Even though their team didn’t make it into the finals, the Iranians — five who made arguments, a coach and one former participant who served as a judge — told Al-Monitor they were thrilled just to have gotten visas.
Twice, US courts have stayed efforts by the Donald Trump administration to restrict entrance by nationals of first seven, then six primarily Muslim nations, including Iran. However, the US State Department has continued to process some visas for Iranian athletes and others seeking to travel here for academic and cultural exchanges.
The Iranian law students told Al-Monitor they are gratified by the warm reception they have received.
“What makes me enthusiastic about the whole process is that I’m meeting everyone from all over the world,” Bahar Babapour, 18, told Al-Monitor. “The Americans are really showing that what they think of Iranians is different from what their lovely president thinks of us.
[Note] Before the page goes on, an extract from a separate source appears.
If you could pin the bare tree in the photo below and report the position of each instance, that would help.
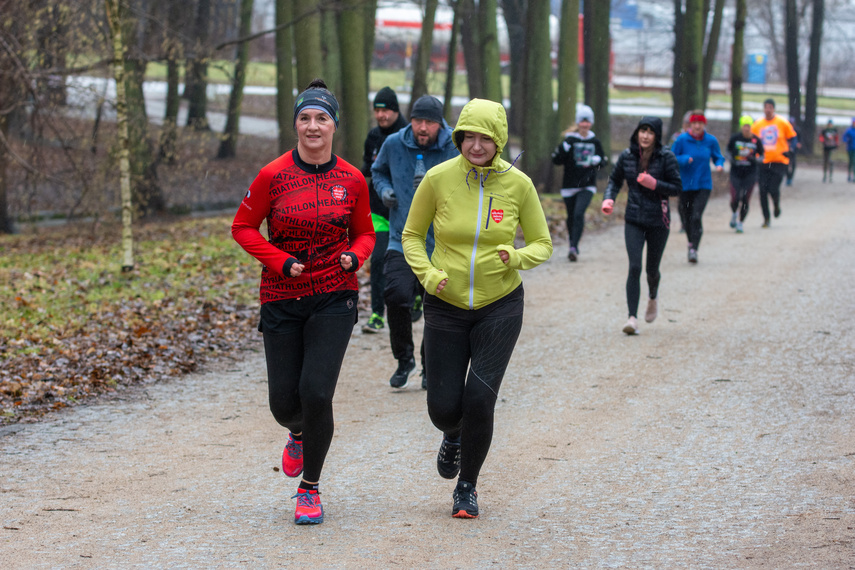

They know there are bad people and good people in all countries and that if we are here for this competition, we cannot be one of the bad ones.”
In Iran, unlike the United States, students can opt to study law as undergraduates. Babapour, who is from Dezful in southern Iran, is a freshman at Allameh Tabataba’i University in Tehran. Her team was one of two in Iran that qualified for the Philip C. Jessup International Law Moot Court Competition, which has attracted law students around the world for 58 years.